Digitall, Digicool, Digitool and Diginots

Earlier this year, some aliens visited earth. They came to do some research and enjoy a Starbucks – but unfortunately for them, they left this research behind at the table they were sitting at and I happened to pick it up. Lucky me.

I had a good read and discovered that they were researching social media. They mistakenly called us humans Digi’s, and accordingly they observed 4 different social media users:

Firstly, the Digitalls. I am, and some of you are, in the Digitall tribe. We use technology for everything. We use multiple social media sites, experiment continually, have lifestreams, and are on FriendFeed. Trouble is, most of the Digitalls – who are early adopters of technology – are trying to imitate the elite group of innovators. They copy their blogging habits, produce more and more content for other early adopters, and create plenty of noise. Thus, the gap between early adopters and the early majority is increasing in size because it is getting harder and harder for the average Digi (the ones with the money) to understand what the Digitalls are talking about.

Watch this video, made by the Aliens, which interviews the Digi on the street. I don’t just like it because the interviewer is called Scott, honest.

Cue the Digicool. They are some of these people. They don’t know what a ‘browser’ is and they don’t care – but they do know that Google is not synomous with Internet Explorer. They have Facebook. And they have it because it’s cool. My wife has an iPhone, because it’s cool. They might have a Twitter account, and probably only make use of it if they can link it to their Facebook status – why? – because it’s cool.

Digicools are an a giant untapped resource. As the early majority, they appear smart to most people (largely, to parents), but appear slow and sluggish to the Digitalls. They would use services like Flickr for their personal photos if they knew about it – but, they don’t. Everyone is up in arms because a 15 year old Digi researched 200 friends and discovered that teens don’t user Twitter. But the reality is there is a huge gap between the Digitall and the Digicools, and only the daring few are stepping beyond Facebook or Bebo into these new waters.

The iPhone app Shazaam is a great Digicool product. As a party piece, my wife loves to use it. But unfortunately for Shazaam, she’s never bought anything through it, because once it’s told her the track, it’s no longer cool. She hasn’t parted with any money for a digital service. And Digicools seldom do.

The Gap Widens

In the late adopters crowd we have the Digitools. My father-in-law is a Digitool who uses Skype purely for the utility of speaking to his daughter in Australia. When he isn’t calling his daughter on VOIP, Skype is switched off. It’s a tool for a job. My mother-in-law uses Facebook to keep in touch with friends. If she isn’t thinking of that friend in Canada though, weeks go by without her status changing.
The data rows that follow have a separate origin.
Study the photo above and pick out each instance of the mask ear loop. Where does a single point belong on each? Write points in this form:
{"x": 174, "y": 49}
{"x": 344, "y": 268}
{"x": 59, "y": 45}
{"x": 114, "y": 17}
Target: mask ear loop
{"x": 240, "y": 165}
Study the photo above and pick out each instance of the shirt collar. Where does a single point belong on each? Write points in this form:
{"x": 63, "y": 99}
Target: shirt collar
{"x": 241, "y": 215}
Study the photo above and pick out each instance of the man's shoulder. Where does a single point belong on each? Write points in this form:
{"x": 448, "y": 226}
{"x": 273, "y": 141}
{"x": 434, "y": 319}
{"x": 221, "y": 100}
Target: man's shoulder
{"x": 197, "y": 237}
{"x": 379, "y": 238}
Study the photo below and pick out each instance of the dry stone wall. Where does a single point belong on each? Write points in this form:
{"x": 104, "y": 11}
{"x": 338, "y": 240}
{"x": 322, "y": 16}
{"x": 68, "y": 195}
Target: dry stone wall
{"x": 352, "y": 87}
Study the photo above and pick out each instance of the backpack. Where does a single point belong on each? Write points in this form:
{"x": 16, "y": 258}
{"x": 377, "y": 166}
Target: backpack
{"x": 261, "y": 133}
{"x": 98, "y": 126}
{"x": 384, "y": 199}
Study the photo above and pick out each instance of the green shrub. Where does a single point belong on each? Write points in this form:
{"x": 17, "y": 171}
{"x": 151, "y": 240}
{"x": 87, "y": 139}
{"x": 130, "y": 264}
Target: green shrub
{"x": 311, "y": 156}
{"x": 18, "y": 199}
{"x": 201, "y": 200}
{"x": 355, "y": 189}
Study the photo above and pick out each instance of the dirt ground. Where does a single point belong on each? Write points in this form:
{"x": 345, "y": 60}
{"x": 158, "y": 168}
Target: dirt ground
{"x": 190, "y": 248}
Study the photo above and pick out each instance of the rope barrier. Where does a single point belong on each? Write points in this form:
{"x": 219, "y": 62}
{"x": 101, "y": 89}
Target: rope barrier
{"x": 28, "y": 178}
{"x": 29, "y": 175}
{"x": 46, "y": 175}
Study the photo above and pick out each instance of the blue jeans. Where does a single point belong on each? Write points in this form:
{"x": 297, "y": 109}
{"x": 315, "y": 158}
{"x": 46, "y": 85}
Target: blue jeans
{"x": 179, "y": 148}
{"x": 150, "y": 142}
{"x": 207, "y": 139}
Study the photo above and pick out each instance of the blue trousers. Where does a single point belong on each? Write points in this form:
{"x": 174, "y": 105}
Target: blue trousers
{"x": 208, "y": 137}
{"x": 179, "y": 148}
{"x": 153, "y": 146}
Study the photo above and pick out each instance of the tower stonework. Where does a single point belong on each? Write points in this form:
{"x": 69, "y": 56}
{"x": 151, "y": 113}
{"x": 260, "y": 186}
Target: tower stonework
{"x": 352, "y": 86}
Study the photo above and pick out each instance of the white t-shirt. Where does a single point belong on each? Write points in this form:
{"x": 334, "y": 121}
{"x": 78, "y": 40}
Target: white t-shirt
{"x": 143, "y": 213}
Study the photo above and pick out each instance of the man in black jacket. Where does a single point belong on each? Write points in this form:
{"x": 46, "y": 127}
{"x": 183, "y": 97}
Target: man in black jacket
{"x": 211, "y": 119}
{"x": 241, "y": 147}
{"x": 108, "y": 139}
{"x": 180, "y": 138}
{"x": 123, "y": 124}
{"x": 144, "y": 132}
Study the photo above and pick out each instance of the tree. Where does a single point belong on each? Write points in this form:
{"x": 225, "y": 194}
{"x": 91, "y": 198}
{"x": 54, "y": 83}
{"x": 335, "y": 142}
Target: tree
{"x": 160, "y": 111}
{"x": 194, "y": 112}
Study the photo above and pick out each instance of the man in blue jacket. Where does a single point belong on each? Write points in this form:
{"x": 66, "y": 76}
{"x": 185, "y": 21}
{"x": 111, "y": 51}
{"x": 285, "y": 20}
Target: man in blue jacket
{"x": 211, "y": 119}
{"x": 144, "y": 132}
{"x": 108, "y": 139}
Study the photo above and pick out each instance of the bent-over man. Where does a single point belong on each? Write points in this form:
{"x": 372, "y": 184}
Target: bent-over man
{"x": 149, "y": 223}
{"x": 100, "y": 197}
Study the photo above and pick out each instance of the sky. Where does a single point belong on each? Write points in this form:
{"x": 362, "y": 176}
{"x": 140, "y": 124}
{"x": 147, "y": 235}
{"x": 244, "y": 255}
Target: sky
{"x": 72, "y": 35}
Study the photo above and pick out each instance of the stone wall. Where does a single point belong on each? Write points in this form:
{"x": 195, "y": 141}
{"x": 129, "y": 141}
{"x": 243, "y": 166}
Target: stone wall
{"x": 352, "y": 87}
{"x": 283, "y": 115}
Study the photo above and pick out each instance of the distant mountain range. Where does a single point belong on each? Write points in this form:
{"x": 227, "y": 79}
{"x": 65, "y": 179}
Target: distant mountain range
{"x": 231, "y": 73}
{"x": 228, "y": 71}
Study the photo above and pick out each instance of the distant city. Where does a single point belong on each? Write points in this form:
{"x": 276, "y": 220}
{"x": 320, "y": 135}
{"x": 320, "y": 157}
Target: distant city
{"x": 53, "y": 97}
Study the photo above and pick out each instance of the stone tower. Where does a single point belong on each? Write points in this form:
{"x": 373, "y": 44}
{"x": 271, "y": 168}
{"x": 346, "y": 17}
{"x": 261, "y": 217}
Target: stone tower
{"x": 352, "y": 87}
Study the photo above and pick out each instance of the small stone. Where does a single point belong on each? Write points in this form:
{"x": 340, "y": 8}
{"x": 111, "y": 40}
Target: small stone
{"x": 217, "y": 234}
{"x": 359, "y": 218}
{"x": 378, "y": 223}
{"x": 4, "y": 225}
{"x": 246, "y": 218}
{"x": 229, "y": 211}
Digitools aren’t bound to generation. One of my brothers, a 23 year old in Australia, will also use Skype and Facebook when he needs to communicate, but no more. And this it he hallmark of the Digitools – need to. The aliens did observe that this need does change according to what the Digitalls did five years ago and the Digicool did two years ago – so it’s not absolute need. But the strange thing is there are few from the Digitalls who try to empower this majority – they are content to rather ramble with other Digitalls than engage with these slow, but faithful late adopters.

This group is confused over what a browser, Google, the internet and search is. The mixing of an address bar and  a search bar also confuses them, and accordingly, they are subject to phishing from time to time.

Finally, it is the Diginots – not the ‘Digifools’, through it rhymed – who hear about everything all the other Digi’s are doing, and decidedly don’t understand it. They are not social media users, in the modern sense. A computer,  Microsoft Word and the internet are all the same thing in their mind. And every time they sit down at a PC, it is the computer that does something wrong; not the user.

They peaked at DVD, and occasionally, with assistance, can navigate the website of their favourite sports team. But when finished, they call their teenager child technical advisor to close everything down for them.

In Conclusion

So that’s the report I found. I hope it’s been enlightening for you as it has been for me. The one thing I am convinced of, though, is I must start looking more at the Digicools and their market share, than pandering to the fickle nature of the Digitalls. Because if I start talking to them, I have plenty of opportunity to be the one who bridges the gap – because few others are.